Segmental quality testing

  

With a few provisos (see below) there is general consensus that the procedures for testing segmental quality of speech output systems are more or less fully developed (cf. Section 12.5.2 under DRT    /MRT,    CLID     and SUS Tests    ). Under the auspices of the SAM  consortium, efficient test generators have been developed that enable the construction of a large variety of tests that allow quick standardised administration and data analysis of consonant and vowel intelligibility scores, both for isolated word  intelligibility and for intelligibility of words in (semantically unpredictable) context. These tools will be very useful in the testing of even the latest generation of parametric synthesisers. However, the upcoming generation of waveform synthesisers (PSOLA  based) will have segmental quality that will be hard to discriminate from human speech. Though it may be possible to further refine the discriminatory power of our test procedures , one may well wonder what purpose would be served by such endeavors. A reasonable alternative view would be to consider the quality of waveform concatenation speech output equivalent to the human ideal (if indeed the test shows that no intelligibility difference remains) and leave the matter at that.

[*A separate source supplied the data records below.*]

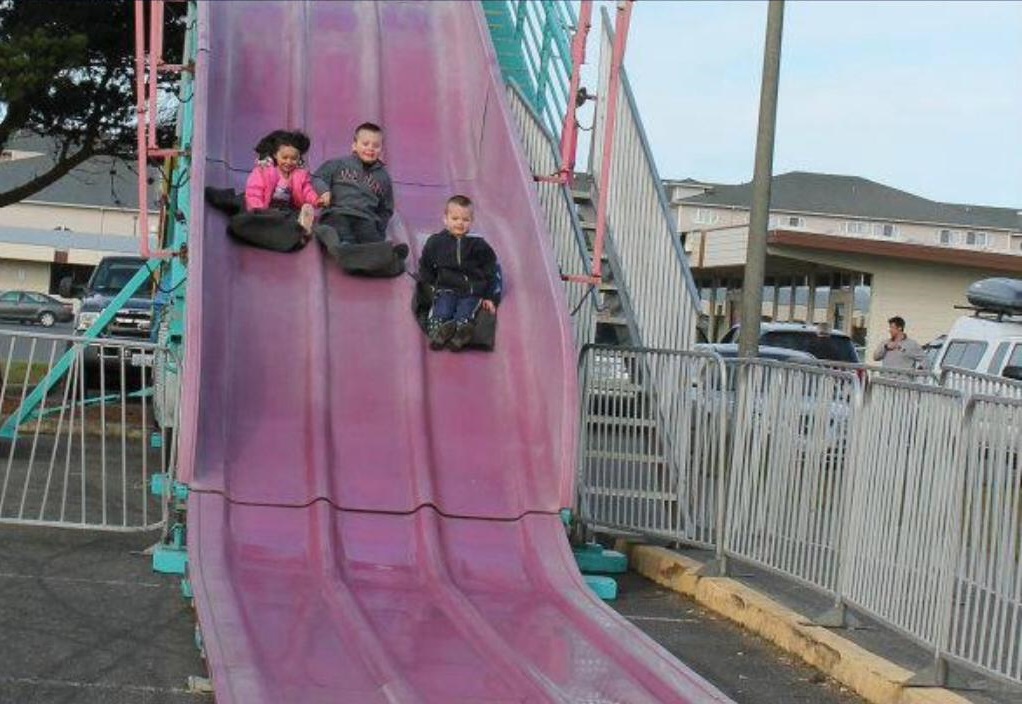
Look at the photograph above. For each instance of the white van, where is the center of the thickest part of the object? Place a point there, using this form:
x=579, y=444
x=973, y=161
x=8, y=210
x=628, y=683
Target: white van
x=989, y=340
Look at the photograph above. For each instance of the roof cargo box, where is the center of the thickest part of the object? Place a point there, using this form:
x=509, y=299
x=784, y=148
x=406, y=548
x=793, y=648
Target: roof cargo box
x=996, y=295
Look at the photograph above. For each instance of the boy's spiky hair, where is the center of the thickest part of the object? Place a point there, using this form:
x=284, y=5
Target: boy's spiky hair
x=368, y=127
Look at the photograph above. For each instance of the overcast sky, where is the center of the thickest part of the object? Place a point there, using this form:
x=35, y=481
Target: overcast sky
x=925, y=96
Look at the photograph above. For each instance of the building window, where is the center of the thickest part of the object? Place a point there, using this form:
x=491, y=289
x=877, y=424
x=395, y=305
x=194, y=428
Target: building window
x=976, y=239
x=856, y=227
x=886, y=230
x=705, y=217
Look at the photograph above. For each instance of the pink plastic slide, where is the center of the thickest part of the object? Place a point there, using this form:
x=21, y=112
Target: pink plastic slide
x=371, y=521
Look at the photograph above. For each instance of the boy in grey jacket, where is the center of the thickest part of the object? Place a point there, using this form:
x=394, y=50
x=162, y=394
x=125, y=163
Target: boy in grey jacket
x=360, y=197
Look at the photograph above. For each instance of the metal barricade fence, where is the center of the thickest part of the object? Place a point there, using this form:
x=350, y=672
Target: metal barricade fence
x=896, y=534
x=897, y=498
x=869, y=372
x=974, y=383
x=80, y=431
x=789, y=466
x=652, y=446
x=642, y=238
x=986, y=596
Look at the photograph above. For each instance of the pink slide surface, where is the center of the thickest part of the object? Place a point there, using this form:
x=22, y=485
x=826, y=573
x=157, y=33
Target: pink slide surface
x=371, y=521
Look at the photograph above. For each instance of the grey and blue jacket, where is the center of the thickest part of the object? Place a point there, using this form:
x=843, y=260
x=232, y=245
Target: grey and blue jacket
x=358, y=189
x=466, y=266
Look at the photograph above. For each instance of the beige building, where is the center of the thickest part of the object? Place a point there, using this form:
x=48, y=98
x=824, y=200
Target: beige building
x=67, y=227
x=844, y=250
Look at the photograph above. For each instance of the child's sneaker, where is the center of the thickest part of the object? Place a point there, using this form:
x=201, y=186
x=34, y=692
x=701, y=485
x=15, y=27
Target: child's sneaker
x=307, y=217
x=442, y=334
x=462, y=335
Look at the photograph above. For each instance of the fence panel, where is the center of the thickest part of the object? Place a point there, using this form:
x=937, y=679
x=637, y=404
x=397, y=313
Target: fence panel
x=974, y=383
x=900, y=506
x=986, y=626
x=652, y=424
x=562, y=221
x=789, y=462
x=84, y=455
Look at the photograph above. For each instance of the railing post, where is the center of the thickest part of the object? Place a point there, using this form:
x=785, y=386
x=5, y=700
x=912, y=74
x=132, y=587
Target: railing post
x=755, y=255
x=616, y=59
x=569, y=135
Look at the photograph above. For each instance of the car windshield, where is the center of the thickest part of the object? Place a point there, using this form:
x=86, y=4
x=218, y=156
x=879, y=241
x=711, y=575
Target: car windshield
x=834, y=347
x=112, y=277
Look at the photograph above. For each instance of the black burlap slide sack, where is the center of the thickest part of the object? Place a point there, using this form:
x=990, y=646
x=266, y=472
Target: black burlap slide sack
x=372, y=259
x=484, y=332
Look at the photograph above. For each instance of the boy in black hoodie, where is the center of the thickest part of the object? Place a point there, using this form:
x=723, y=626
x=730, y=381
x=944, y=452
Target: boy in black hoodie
x=361, y=197
x=464, y=275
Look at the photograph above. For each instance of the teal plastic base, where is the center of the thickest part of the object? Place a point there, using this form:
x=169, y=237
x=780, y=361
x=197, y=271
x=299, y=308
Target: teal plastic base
x=170, y=560
x=158, y=486
x=593, y=558
x=605, y=588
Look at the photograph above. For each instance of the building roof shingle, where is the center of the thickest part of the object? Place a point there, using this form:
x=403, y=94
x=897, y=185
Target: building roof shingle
x=857, y=197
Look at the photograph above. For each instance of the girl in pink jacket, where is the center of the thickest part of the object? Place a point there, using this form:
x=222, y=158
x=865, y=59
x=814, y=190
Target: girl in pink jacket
x=279, y=196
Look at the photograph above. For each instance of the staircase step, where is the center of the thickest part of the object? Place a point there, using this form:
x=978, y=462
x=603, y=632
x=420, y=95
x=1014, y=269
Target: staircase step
x=623, y=422
x=611, y=319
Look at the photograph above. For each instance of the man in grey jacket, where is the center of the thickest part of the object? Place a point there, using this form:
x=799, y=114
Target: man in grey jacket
x=898, y=352
x=360, y=205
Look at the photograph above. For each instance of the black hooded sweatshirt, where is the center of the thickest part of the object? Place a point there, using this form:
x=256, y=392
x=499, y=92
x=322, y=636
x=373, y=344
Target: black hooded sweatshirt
x=465, y=265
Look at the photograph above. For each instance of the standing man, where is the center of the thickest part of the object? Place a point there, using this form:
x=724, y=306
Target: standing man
x=898, y=352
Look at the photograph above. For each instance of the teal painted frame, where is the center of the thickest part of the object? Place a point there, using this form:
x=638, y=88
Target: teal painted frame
x=532, y=40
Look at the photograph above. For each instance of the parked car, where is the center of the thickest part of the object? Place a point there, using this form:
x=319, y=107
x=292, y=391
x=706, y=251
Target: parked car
x=838, y=410
x=31, y=307
x=818, y=340
x=133, y=323
x=729, y=350
x=989, y=340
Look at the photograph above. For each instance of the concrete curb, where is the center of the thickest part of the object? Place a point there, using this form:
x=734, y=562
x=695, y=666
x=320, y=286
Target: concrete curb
x=876, y=679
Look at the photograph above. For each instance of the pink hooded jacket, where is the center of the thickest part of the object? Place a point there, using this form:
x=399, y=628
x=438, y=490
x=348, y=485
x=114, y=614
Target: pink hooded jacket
x=263, y=181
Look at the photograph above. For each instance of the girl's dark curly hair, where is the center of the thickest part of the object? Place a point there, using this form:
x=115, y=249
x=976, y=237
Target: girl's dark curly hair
x=268, y=146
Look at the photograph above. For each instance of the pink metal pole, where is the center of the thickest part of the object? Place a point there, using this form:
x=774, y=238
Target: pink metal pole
x=155, y=57
x=141, y=118
x=617, y=57
x=569, y=135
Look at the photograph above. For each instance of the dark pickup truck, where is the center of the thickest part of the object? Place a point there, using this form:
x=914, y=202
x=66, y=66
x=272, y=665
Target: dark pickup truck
x=133, y=323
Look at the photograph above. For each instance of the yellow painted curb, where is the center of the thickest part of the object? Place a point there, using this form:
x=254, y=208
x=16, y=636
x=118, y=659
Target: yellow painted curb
x=876, y=679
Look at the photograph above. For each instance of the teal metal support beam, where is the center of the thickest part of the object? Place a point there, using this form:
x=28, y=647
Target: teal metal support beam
x=25, y=411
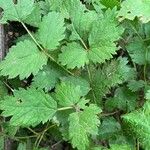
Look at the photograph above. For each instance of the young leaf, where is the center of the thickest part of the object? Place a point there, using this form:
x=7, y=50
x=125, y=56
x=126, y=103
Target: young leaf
x=28, y=107
x=3, y=90
x=34, y=19
x=109, y=128
x=78, y=81
x=102, y=37
x=124, y=99
x=68, y=94
x=80, y=126
x=82, y=20
x=134, y=85
x=139, y=51
x=137, y=8
x=47, y=77
x=51, y=30
x=16, y=12
x=22, y=60
x=73, y=55
x=112, y=73
x=139, y=123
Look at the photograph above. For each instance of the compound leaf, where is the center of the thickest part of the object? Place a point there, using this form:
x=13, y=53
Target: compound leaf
x=28, y=107
x=47, y=77
x=80, y=126
x=137, y=8
x=16, y=12
x=102, y=37
x=68, y=94
x=51, y=30
x=73, y=55
x=23, y=59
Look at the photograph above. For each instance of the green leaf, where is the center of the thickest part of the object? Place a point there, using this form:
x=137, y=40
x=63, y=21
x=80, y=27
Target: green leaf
x=120, y=147
x=16, y=12
x=2, y=141
x=134, y=85
x=111, y=74
x=3, y=90
x=109, y=128
x=110, y=4
x=51, y=31
x=139, y=124
x=139, y=51
x=28, y=107
x=23, y=60
x=80, y=15
x=123, y=99
x=73, y=55
x=68, y=94
x=80, y=126
x=22, y=146
x=34, y=19
x=78, y=81
x=47, y=77
x=102, y=37
x=137, y=8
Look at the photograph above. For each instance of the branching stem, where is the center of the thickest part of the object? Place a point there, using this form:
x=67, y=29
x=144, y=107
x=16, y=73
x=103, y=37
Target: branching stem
x=43, y=50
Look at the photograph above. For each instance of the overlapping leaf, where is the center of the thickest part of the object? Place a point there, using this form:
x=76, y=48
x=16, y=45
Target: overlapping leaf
x=113, y=73
x=73, y=55
x=102, y=37
x=81, y=126
x=48, y=77
x=23, y=60
x=16, y=12
x=51, y=30
x=28, y=107
x=137, y=8
x=68, y=94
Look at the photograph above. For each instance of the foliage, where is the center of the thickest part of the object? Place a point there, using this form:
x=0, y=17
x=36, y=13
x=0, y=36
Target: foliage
x=79, y=77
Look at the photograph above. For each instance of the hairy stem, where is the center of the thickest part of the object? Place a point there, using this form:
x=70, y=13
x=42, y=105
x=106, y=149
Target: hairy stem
x=42, y=49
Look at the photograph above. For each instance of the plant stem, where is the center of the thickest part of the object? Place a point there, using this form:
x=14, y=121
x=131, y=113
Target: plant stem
x=64, y=108
x=33, y=131
x=42, y=49
x=90, y=79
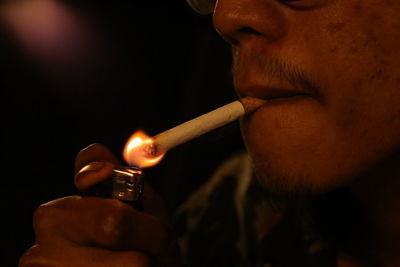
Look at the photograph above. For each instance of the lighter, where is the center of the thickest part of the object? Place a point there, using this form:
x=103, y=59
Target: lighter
x=128, y=185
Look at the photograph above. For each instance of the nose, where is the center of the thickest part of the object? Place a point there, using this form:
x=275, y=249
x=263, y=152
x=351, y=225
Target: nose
x=239, y=20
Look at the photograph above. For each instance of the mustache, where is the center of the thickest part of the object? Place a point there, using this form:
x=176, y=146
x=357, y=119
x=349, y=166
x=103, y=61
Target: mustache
x=277, y=69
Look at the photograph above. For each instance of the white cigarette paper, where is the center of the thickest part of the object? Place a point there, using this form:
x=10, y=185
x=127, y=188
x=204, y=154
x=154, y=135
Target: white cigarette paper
x=204, y=124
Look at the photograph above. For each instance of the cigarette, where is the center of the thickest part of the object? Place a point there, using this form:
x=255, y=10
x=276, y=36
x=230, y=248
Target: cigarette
x=203, y=124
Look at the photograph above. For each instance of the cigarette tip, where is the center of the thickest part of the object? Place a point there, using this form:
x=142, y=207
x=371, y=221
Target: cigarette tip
x=251, y=104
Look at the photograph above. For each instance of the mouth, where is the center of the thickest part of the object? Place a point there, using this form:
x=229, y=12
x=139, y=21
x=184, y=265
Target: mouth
x=272, y=94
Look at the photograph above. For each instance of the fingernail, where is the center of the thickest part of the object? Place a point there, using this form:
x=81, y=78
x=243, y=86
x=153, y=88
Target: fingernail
x=93, y=166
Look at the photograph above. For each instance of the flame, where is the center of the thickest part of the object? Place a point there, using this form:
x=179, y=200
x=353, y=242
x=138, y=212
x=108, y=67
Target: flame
x=137, y=151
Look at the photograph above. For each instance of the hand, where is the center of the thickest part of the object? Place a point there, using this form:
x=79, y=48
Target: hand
x=91, y=231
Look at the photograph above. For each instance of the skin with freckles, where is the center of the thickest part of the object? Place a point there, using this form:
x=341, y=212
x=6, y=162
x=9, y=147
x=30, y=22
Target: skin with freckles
x=331, y=71
x=337, y=52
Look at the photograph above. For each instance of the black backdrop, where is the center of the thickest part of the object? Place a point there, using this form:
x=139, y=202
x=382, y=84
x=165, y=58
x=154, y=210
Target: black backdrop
x=143, y=64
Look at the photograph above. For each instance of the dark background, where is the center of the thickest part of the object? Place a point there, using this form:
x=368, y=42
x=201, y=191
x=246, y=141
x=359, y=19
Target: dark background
x=117, y=66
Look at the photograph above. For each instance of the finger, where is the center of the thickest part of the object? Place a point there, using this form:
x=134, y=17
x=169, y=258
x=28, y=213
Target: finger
x=92, y=153
x=70, y=255
x=92, y=174
x=106, y=223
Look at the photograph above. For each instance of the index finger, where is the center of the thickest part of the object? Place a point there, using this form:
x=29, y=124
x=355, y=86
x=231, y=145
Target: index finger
x=94, y=153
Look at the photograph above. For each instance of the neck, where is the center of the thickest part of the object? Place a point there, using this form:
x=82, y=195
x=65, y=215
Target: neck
x=379, y=196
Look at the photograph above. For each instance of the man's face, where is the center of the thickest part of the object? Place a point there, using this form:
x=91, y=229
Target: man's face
x=332, y=71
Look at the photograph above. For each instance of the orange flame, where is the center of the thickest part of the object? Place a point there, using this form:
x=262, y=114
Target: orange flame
x=137, y=151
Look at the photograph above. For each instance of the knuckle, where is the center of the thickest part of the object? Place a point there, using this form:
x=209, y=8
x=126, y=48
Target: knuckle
x=114, y=222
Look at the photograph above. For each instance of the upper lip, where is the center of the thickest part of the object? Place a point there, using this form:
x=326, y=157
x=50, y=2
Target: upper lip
x=270, y=92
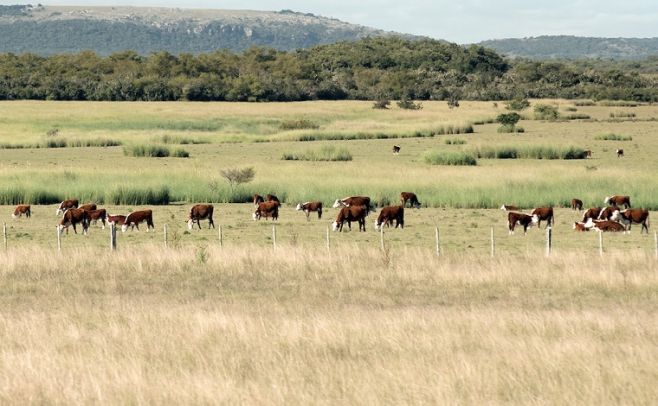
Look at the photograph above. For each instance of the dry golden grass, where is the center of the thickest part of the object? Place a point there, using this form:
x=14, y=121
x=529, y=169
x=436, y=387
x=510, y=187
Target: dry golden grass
x=255, y=325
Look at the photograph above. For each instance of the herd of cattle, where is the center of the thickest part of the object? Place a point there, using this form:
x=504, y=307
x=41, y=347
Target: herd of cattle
x=355, y=209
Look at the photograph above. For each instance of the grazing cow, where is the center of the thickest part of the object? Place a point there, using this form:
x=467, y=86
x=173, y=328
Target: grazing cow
x=22, y=209
x=411, y=198
x=73, y=217
x=388, y=214
x=543, y=213
x=350, y=214
x=308, y=207
x=200, y=212
x=525, y=220
x=630, y=216
x=267, y=210
x=66, y=204
x=618, y=200
x=576, y=204
x=133, y=219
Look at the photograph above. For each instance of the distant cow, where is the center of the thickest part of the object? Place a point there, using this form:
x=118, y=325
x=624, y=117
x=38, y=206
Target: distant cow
x=22, y=209
x=65, y=205
x=411, y=198
x=388, y=214
x=576, y=204
x=308, y=207
x=630, y=216
x=522, y=219
x=141, y=216
x=200, y=212
x=543, y=213
x=267, y=210
x=73, y=217
x=350, y=214
x=618, y=200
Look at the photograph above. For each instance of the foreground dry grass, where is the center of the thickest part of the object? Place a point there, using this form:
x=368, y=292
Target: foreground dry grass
x=358, y=326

A short-term recommendation that should be made, concerns the quality of segments in unstressed  syllables . It has correctly been pointed out by, for instance, [Van Santen (1993)] that most segmental quality tests  consider monosyllabic words only (or ``minisyllabic'' words for languages without lexical monosyllables). There is a risk involved here that insufficient attention is being paid to the quality of unstressed  syllables  in longer words. The same, of course, holds true of the quality assessment of (unstressable) function words. Unstressed  syllables  are generally reduced in human speech, and synthesis-by-rule systems have often neglected to carefully model the reduction processes. In concatenative synthesis, the problem of unstressed  syllables  can be solved by enlarging the set of normally unreduced acoustic building blocks with a parallel set of reduced building blocks [Drullman & Collier (1993)]. The testing problem that crops up in this connection presents an important perceptual question addressing the interaction between segmental and prosodic  quality: if unstressed   syllables  are overarticulated, as would be the case when the reduction processes are not adequately modelled in our synthesis, does the resulting speech output get more intelligible, or does its intelligibility deteriorate? One might predict that, although the identifiability of each individual segment may decrease when reduction is truthfully mimicked, the overall intelligibility, in terms of word scores, will increase, reasoning that the rhythmic structure of words showing natural gradation of strong and weak syllables  might be more important to word identifiability than optimal identifiability of each individual phoneme .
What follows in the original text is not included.